Under the direction of Joyce Niland, Ph.D., Estelle & Edward Alexander Chair in Information Sciences, the overall objective of the ISCC-CC is to provide optimal infrastructure and administrative support for the ISCC to ensure that the Consortium efficiently and rapidly achieves its goals.
(Total currently awarded: Parent - $2,029,255 and Supplement - $89,267)
 
Human Islet Research Enhancement Center (HIREC) Coordinating Center (2019 – 2024)

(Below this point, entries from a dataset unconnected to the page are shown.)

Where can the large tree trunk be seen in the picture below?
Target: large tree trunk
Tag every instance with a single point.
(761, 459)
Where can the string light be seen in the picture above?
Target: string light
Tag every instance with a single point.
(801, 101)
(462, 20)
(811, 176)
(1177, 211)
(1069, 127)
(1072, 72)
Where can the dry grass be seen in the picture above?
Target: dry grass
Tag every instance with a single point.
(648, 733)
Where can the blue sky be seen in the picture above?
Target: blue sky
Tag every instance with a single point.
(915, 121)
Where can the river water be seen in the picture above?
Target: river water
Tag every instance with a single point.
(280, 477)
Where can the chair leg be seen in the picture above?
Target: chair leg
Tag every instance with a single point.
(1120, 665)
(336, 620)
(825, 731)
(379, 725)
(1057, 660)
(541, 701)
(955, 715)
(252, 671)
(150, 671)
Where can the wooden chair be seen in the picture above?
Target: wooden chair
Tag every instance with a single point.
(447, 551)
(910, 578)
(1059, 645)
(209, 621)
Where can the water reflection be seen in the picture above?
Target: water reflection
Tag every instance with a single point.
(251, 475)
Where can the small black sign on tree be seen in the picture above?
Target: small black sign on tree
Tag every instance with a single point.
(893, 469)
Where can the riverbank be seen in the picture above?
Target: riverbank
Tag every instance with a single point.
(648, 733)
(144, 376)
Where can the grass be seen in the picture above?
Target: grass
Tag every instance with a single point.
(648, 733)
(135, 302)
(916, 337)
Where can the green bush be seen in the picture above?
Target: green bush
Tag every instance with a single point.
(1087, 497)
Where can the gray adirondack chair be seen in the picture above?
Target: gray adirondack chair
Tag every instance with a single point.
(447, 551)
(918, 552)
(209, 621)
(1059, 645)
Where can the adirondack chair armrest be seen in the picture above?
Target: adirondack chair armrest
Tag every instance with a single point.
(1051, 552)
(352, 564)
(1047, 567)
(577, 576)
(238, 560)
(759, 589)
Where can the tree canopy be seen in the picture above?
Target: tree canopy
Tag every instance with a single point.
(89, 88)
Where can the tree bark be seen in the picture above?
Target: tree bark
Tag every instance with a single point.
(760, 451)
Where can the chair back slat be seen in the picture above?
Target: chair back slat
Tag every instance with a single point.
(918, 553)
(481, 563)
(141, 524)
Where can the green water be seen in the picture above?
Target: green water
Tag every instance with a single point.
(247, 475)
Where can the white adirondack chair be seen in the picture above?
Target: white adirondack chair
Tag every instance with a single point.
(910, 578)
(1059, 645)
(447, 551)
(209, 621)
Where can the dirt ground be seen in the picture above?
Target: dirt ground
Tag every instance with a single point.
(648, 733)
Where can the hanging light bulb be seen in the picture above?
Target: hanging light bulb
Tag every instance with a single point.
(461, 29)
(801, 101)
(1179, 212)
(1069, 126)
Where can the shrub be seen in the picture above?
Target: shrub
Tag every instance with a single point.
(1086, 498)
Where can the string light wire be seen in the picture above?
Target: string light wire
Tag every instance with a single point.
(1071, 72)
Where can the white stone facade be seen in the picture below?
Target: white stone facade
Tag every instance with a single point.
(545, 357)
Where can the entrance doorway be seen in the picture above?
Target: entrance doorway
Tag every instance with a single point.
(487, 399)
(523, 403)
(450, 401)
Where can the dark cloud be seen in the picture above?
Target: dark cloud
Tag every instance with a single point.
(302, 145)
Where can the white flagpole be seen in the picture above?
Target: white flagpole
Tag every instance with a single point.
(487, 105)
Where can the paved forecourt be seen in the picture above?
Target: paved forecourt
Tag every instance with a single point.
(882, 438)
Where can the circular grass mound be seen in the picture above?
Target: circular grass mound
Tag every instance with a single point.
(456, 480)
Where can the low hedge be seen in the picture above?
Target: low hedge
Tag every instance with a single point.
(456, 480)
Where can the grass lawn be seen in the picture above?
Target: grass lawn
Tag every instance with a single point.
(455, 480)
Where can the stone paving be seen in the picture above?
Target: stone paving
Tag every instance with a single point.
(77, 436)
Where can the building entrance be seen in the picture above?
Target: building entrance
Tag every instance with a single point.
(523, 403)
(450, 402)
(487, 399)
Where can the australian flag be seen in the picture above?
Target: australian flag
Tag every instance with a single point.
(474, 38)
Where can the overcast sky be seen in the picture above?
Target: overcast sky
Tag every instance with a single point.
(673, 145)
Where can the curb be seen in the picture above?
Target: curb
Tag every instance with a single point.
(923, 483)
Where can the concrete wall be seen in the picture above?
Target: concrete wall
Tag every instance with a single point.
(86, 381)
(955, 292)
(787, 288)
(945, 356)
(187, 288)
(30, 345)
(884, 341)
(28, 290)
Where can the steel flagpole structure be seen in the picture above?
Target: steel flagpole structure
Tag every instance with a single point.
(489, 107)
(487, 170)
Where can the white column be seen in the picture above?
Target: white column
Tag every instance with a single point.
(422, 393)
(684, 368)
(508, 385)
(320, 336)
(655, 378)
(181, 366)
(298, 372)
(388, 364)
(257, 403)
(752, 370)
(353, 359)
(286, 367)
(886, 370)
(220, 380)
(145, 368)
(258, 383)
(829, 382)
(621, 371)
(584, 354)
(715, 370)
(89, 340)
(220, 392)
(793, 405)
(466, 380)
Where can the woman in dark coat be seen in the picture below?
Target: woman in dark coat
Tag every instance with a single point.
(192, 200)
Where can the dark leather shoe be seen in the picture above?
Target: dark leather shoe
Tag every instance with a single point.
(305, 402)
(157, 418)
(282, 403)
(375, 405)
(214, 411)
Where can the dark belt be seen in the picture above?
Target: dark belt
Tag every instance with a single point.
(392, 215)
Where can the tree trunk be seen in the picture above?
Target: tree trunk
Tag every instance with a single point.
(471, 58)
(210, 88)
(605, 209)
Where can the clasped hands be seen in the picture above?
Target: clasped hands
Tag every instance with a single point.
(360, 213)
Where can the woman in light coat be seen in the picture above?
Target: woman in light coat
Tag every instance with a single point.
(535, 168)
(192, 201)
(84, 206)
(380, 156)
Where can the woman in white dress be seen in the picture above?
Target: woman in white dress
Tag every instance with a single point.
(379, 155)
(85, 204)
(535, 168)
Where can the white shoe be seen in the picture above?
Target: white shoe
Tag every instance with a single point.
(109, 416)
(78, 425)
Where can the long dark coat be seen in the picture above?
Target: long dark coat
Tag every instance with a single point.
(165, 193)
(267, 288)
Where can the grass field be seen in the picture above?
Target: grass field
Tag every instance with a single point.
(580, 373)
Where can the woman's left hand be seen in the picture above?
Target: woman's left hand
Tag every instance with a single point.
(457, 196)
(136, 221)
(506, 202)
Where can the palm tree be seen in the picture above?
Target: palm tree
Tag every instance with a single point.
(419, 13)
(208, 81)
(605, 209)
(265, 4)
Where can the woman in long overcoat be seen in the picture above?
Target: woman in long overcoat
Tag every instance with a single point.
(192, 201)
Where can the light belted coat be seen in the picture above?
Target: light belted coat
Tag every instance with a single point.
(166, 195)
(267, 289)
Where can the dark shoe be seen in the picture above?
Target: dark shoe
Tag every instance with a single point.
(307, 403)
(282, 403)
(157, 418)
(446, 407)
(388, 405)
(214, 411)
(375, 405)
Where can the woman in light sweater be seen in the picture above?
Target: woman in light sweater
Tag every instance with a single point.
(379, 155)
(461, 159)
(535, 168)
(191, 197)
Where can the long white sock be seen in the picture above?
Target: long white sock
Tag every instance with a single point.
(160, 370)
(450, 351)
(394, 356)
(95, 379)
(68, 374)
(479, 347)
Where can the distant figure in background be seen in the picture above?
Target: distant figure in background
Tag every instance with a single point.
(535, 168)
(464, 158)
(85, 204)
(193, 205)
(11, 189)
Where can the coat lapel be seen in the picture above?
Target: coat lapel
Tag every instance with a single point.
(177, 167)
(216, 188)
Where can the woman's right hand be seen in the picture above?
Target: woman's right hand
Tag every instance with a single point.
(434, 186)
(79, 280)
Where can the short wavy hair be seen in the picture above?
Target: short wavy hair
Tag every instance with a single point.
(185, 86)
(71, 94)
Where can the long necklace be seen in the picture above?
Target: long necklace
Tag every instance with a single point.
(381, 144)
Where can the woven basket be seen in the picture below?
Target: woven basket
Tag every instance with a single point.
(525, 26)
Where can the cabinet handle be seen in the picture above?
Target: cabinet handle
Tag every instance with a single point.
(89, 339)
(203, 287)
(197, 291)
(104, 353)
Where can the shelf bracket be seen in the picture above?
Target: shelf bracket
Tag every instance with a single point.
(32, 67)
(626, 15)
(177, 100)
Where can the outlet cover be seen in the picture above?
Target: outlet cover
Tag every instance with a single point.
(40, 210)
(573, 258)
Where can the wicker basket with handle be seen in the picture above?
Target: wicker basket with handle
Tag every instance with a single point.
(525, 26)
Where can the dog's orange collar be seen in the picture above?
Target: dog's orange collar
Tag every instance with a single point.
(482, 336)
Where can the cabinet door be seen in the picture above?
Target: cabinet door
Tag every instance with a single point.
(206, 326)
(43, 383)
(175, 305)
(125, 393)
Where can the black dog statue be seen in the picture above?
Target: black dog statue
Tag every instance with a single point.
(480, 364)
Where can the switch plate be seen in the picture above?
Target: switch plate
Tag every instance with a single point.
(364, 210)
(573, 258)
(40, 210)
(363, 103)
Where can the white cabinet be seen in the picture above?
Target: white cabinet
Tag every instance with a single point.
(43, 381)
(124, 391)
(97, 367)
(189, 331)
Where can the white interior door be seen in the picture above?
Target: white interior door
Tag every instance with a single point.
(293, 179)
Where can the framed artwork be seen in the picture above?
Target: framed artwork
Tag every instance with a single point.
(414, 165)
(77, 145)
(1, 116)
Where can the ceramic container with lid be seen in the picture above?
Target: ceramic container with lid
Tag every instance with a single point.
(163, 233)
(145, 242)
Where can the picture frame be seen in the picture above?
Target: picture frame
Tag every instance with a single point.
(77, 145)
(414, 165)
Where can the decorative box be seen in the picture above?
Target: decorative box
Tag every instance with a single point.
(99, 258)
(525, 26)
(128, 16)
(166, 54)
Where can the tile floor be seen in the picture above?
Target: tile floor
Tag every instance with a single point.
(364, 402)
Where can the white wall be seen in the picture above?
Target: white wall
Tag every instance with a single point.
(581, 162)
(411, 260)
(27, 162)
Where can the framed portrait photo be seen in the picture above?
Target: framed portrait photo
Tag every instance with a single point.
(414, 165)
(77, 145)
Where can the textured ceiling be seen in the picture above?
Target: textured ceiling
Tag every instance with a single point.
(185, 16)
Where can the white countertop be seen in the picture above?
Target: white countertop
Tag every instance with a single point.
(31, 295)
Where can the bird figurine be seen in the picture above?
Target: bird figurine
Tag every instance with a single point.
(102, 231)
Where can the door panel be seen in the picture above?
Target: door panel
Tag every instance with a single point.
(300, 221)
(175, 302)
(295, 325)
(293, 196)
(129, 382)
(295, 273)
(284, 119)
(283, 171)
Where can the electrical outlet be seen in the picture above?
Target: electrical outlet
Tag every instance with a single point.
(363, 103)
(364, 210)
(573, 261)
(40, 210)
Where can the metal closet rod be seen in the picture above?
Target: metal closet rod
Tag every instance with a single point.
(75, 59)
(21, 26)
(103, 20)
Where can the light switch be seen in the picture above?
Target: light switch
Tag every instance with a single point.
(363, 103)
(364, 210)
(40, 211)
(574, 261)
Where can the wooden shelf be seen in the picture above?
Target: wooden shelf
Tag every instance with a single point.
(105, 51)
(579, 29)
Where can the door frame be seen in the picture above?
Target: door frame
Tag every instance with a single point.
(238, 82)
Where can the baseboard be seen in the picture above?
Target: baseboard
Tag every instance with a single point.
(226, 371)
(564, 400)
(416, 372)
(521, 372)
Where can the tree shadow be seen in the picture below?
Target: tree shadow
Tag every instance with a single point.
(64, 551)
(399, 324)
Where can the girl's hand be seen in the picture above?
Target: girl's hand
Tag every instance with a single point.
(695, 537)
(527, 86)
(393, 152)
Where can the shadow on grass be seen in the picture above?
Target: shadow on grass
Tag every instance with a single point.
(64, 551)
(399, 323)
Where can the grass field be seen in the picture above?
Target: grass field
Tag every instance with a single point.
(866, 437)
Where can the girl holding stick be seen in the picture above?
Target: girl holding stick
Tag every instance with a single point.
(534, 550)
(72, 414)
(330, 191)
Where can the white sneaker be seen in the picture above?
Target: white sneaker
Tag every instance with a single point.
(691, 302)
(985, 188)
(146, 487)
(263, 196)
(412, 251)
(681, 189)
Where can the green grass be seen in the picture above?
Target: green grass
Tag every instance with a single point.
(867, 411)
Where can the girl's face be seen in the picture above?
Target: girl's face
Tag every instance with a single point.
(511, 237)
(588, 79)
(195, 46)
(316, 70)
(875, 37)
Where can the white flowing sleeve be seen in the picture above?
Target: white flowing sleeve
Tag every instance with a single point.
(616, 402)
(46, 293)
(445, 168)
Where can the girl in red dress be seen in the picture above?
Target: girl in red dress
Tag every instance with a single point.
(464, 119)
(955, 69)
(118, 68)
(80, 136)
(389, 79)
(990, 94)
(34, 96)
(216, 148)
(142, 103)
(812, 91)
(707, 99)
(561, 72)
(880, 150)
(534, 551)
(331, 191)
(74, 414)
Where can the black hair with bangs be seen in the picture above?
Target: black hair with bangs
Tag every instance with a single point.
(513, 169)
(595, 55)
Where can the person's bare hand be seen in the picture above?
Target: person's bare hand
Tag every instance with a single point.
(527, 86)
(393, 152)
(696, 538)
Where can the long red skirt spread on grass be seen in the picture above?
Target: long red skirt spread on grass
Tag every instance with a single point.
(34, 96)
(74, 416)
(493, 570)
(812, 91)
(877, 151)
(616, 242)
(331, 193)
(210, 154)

City of Hope serves as the Human Islet Research Enhancement Center (HIREC), to support the goal of the Human Islet Research Network (HIRN) to develop innovative strategies for the treatment, prevention and cure of type 1 diabetes (T1D). HIREC, led by Co-Principal Investigators Drs. Niland and Kaddis, provides a centralized organizational and administrative infrastructure, an information technology platform, and a research dissemination engine to address the burgeoning needs of the HIRN. To support the HIRN mission, the HIREC with the guidance of the HIRN advisory committees and National Institute of Diabetes and Digestive and Kidney Diseases (NIDDK) and HIRN Trans-Network Committee (TNC).